Machine-learning models hold the greatest promise in the following areas:
- Prognosis: the ability to identify patterns predictive of outcomes based on vast numbers of already documented outcomes. For example, what is a patient’s likely trajectory? How soon will the patient return to work? How quickly might the patient’s disease progress?
- Diagnosis: the capacity to help identify likely diagnoses during clinical visits and raise awareness of possible future diagnoses based on a patient’s profile and the totality of previous laboratory and imaging test results and other available data. Machine-learning models could be used as backup intelligence to prod physicians to consider alternative conditions or ask probing questions. This could be particularly valuable in scenarios with high diagnostic uncertainty or when patients present with particularly confounding symptoms.
- Treatment: Machine-learning models can be “taught” to identify the optimal treatment for a given patient with a given condition based on vast data sets of treatment outcomes for patients with the same diagnosis.
- Clinical workflow: Machine learning could improve and simplify current electronic medical record keeping (EMR), which places a significant burden on clinicians. A change in efficiency and reduction of time spent on EMR would allow physicians to spend more time in direct contact with patients.
- Expanding access to expertise: the ability to improve access to care for patients living in remote geographic locations or regions with a scarcity of medical specialists. Such models could provide patients with nearby care options or alert them when symptoms demand urgent attention or a visit to an emergency room.
Deus ex machina … not
AI and machine learning are not perfect, nor will they solve all glitches in clinical care.
Machine-learning models can only be as good as the data they are provided. “The adage ‘garbage in, garbage out’ very much applies here,” Kohane said.
The most significant barrier to developing optimal machine-learning models is the scarcity of high-quality clinical data that includes ethnically, racially, and otherwise diverse populations, the authors said. Other hurdles are more technical in nature. For example, the current separation of clinical data across and within institutions is a significant, yet not insurmountable, barrier to building robust machine-learning models. One solution would be to put the data in the hands of patients to enable patient-controlled databases.
Other obstacles include various legal requirements and policies and a mishmash of technical platforms across health systems and tech providers that may not be easily compatible with one another and thus could compromise access to data.

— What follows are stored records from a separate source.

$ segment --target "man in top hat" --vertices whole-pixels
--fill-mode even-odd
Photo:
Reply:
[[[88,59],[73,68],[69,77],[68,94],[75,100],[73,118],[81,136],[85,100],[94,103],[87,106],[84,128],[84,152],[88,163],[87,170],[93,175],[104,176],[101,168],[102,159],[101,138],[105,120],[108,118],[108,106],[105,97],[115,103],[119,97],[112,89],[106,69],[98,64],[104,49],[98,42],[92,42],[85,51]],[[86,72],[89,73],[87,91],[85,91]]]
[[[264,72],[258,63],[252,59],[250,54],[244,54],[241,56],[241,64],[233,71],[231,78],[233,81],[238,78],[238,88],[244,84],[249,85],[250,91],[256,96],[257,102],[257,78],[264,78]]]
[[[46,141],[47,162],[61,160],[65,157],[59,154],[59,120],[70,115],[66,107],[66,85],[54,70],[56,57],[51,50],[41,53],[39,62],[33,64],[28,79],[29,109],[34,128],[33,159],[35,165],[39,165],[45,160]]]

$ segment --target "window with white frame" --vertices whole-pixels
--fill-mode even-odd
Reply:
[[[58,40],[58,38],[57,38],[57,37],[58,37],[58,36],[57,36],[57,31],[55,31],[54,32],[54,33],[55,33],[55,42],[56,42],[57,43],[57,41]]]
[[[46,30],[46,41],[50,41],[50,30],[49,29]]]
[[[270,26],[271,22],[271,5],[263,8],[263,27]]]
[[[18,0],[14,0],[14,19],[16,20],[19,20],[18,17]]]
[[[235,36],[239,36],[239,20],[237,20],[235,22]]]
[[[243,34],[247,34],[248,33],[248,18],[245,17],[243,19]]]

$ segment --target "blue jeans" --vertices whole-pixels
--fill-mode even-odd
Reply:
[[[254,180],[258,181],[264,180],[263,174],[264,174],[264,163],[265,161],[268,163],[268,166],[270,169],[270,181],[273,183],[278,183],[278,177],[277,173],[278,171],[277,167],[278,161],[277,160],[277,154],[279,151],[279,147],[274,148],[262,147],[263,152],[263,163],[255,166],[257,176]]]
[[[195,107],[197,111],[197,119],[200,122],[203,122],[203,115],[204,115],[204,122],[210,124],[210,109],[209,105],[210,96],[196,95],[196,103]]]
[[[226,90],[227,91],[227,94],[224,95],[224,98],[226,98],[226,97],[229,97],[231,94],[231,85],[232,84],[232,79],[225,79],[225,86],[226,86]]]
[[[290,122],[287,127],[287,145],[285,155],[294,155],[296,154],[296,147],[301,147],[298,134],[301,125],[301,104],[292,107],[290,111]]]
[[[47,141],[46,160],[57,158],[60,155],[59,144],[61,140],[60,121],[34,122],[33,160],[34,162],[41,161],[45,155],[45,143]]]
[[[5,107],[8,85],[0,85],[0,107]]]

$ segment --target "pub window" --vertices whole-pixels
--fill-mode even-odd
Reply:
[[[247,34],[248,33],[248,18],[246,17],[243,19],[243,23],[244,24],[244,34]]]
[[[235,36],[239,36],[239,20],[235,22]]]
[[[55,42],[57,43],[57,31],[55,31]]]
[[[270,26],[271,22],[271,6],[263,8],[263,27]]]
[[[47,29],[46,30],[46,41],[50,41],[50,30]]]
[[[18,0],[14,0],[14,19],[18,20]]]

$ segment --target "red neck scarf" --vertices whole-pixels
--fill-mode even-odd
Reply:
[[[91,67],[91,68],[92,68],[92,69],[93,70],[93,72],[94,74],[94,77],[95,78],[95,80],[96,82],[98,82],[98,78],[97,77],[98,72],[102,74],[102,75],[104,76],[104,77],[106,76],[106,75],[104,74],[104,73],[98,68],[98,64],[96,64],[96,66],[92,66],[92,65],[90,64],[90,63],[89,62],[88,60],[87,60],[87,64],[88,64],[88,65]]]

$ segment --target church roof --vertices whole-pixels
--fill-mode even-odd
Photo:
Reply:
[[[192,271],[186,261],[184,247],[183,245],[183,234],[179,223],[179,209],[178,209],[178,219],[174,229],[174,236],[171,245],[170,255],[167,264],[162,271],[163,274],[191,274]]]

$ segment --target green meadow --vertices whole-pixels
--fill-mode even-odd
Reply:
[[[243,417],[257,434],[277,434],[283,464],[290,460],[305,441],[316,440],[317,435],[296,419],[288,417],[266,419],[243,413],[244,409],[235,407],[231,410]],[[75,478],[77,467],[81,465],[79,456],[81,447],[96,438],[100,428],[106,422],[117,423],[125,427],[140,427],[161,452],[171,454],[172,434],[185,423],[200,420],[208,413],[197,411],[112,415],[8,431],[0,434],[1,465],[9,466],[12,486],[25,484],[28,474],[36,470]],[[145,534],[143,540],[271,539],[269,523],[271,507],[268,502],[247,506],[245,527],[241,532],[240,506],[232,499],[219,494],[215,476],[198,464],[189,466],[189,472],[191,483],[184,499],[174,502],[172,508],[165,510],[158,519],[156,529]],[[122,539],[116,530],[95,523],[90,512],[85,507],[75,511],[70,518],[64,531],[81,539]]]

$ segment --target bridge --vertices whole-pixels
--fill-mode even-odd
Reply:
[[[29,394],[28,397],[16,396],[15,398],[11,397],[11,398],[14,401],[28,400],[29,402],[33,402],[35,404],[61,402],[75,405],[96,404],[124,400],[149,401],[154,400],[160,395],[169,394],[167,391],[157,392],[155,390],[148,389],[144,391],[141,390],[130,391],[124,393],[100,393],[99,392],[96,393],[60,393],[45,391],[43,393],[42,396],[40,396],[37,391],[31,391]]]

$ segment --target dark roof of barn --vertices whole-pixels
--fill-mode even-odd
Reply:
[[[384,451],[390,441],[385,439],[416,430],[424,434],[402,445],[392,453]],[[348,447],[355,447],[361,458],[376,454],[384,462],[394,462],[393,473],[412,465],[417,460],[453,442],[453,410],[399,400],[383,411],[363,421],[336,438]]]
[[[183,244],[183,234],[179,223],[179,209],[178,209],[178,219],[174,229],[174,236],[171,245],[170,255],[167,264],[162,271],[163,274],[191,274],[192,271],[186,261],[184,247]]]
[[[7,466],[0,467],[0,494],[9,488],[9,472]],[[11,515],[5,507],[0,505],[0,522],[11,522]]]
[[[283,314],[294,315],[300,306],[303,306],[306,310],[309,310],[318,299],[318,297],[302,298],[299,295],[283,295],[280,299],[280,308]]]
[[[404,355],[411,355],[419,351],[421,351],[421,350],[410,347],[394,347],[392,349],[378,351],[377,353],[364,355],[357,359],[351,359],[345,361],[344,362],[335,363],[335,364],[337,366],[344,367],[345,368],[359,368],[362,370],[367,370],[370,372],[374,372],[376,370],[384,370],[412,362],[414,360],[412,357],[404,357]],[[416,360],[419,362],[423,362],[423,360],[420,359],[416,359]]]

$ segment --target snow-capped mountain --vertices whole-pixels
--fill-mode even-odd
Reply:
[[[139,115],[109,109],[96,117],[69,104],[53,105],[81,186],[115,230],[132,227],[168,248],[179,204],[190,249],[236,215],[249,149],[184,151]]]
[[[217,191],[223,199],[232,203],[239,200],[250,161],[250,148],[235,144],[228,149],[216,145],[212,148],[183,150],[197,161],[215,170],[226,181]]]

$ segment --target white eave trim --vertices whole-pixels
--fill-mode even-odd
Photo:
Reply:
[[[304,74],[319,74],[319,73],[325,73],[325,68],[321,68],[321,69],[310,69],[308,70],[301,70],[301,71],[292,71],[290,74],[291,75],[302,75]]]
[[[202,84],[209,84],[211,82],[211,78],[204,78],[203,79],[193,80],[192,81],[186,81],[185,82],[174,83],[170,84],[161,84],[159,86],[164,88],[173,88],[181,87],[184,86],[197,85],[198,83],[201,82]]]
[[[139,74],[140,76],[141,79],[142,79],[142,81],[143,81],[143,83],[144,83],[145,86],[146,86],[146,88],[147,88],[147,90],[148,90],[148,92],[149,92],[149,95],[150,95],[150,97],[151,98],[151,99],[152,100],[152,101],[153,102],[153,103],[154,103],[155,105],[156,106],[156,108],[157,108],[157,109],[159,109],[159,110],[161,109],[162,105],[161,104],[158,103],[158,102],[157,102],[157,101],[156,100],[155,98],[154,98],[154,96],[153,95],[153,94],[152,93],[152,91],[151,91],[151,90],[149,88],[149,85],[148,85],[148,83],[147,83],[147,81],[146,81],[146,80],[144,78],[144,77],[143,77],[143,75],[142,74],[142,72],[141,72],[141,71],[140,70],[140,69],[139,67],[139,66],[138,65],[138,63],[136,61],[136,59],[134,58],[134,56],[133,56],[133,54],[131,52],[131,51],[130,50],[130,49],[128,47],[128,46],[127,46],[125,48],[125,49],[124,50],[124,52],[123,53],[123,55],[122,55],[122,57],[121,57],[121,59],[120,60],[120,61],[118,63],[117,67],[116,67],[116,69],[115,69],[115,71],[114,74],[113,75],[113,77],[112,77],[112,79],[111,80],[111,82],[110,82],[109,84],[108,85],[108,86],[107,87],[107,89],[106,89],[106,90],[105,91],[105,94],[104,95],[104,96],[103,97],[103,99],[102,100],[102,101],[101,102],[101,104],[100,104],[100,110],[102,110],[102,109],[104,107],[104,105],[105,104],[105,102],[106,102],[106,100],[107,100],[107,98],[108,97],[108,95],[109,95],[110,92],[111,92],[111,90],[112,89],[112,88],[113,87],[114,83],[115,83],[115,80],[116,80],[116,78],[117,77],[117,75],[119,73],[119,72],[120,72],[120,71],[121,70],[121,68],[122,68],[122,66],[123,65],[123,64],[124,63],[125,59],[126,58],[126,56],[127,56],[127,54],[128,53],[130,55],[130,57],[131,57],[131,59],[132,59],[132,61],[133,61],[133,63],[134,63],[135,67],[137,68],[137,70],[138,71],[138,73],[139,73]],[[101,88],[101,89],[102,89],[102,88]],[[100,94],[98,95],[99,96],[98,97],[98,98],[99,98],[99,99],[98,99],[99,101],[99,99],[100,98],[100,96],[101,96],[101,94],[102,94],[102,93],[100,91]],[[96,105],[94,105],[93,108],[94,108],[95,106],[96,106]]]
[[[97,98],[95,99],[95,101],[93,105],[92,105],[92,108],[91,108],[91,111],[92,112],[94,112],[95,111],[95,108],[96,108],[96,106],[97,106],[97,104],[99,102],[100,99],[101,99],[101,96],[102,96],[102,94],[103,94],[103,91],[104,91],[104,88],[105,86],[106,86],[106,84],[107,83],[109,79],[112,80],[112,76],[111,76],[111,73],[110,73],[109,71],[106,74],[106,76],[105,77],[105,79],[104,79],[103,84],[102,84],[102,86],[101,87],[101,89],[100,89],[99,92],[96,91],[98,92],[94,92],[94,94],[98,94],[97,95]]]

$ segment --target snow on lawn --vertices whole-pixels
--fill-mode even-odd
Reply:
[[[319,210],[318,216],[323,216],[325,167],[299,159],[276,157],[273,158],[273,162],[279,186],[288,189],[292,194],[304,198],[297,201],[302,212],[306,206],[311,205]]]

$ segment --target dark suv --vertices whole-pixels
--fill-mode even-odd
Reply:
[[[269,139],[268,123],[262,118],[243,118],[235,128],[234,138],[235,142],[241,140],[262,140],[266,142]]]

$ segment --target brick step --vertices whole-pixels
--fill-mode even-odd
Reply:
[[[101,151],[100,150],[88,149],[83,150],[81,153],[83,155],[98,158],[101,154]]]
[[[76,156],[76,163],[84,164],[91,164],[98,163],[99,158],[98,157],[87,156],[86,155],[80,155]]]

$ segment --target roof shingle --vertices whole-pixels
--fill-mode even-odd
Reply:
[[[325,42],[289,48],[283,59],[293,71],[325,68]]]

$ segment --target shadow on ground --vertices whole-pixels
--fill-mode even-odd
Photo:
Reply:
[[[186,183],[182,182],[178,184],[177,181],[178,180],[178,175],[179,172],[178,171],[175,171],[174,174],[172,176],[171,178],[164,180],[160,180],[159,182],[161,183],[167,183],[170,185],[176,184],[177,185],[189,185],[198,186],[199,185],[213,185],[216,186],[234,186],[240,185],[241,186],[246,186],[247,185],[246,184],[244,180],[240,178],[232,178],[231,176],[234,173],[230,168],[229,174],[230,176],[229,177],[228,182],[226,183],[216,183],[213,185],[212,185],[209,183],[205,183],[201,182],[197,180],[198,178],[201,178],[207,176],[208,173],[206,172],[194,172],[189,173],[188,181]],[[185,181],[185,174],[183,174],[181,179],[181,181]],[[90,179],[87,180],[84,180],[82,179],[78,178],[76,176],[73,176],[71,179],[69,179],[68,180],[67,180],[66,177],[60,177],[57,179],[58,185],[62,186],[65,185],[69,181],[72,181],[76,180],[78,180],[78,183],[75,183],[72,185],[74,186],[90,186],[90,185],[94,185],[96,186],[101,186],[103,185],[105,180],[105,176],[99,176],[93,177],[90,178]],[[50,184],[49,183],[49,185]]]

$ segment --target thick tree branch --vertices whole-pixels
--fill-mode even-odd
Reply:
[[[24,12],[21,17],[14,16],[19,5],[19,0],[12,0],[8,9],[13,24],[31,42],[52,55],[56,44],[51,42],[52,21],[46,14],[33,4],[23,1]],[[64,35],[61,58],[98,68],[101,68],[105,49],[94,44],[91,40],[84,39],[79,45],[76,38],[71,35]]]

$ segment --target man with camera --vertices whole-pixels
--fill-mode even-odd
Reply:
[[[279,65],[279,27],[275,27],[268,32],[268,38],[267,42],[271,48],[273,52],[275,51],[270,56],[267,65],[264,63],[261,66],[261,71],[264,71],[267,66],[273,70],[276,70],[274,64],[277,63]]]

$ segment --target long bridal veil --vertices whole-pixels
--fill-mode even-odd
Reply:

One unintended consequence of machine learning could be overreliance on computer algorithms and a reduction in physician vigilance — outcomes that would increase clinical errors, the authors cautioned.
“Understanding the limitations of machine learning is vital,” Kohane said. “This includes understanding what the model is designed and, more importantly, what it’s not designed, to do.”
One way to minimize such risks would be to include confidence ranges for all machine-learning models, informing clinicians exactly how accurate a model is likely to be. Even more importantly, all models should be subject to periodic reevaluations and exams, not unlike the periodic board exams physicians must take to maintain certifications in a given field of medicine.
If done right, machine learning will act as a backup to targeted human intelligence, enhancing the clinician-patient encounter rather than substituting for physicians.
The human encounter — a physician’s sensibility, sensitivity, and appreciation for nuance and the complexity of human life — will never go away, the authors said.
“This is very much a case of ‘together with’ and not ‘instead of,’” Kohane said. “This is not about machine versus human, but very much about optimizing the human physician and patient care by harnessing the strengths of AI.”